Secondary Indexes Reference

Note: Riak Search preferred for querying

If you’re interested in non-primary-key-based querying in Riak, i.e. if you’re looking to go beyond straightforward K/V operations, we now recommend Riak Search rather than secondary indexes for a variety of reasons. Riak Search has a far more capacious querying API and can be used with all of Riak’s storage backends.

This document provides implementation and other details for Riak’s secondary indexes (2i) feature.

How It Works

Secondary indexes use document-based partitioning, a system where indexes reside with each document, local to the vnode. This system is also a local index. Secondary indexes are a list of key/value pairs that are similar to HTTP headers. At write time, objects are tagged with index entries consisting of key/value metadata. This metadata can be queried to retrieve the matching keys.

Secondary Index

Indexes reside on multiple machines. Since indexes for an object are stored on the same partition as the object itself, query-time performance issues might arise. When issuing a query, the system must read from a “covering” set of partitions and then merge the results. The system looks at how many replicas of data are stored—the N value or n_val—and determines the minimum number of partitions that it must examine (1 / n_val) to retrieve a full set of results, also taking into account any offline nodes.

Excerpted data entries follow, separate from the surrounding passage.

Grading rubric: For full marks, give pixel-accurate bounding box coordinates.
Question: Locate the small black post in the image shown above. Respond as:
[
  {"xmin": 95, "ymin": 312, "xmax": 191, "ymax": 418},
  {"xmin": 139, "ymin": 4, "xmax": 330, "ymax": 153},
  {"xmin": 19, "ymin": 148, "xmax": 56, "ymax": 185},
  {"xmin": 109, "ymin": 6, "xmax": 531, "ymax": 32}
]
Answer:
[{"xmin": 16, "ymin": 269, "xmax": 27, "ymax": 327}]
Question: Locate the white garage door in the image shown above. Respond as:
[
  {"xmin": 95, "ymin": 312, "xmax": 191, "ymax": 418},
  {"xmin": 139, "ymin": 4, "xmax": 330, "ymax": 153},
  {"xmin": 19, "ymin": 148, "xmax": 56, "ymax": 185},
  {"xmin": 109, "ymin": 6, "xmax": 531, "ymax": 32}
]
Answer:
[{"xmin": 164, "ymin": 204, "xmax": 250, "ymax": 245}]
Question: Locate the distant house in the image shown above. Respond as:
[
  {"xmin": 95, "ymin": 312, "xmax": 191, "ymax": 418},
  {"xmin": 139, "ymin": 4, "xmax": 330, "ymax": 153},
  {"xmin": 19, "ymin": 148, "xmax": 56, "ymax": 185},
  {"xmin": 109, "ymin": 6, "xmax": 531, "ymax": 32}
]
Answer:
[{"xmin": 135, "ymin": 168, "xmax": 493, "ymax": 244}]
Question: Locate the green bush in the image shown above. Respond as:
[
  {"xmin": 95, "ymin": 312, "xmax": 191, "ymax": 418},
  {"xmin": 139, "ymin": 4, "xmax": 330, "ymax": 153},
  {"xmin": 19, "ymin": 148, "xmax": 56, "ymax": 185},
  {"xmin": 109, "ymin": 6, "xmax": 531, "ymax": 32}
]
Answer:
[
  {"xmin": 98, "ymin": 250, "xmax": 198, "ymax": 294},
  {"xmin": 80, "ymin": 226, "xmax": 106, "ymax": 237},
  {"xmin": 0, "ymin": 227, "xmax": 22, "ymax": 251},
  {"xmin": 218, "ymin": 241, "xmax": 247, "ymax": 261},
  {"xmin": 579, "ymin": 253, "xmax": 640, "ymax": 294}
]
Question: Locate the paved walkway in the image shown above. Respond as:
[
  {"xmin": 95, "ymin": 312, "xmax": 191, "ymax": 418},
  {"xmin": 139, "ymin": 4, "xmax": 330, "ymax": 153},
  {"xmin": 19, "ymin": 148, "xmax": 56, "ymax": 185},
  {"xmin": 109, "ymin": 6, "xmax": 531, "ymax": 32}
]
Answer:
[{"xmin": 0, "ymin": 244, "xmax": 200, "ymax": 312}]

An application can modify the indexes for an object by reading an object, adding or removing index entries, and then writing the object. Finally, an object is automatically removed from all indexes when it is deleted. The object’s value and its indexes should be thought of as a single unit. There is no way to alter the indexes of an object independently from the value of an object, and vice versa. Indexing is atomic, and is updated in real time when writing an object. This means that an object will be present in future index queries as soon as the write operation completes.

Riak stores 3 replicas of all objects by default, although this can be changed using bucket types, which manage buckets’ replication properties. The system is capable of generating a full set of results from one third of the system’s partitions as long as it chooses the right set of partitions. The query is sent to each partition, the index data is read, and a list of keys is generated and then sent back to the requesting node.

Note on 2i and strong consistency

Secondary indexes do not currently work with the strong consistency feature introduced in Riak version 2.0. If you store objects in strongly consistent buckets and attach secondary index metadata to those objects, you can still perform strongly consistent operations on those objects but the secondary indexes will be ignored.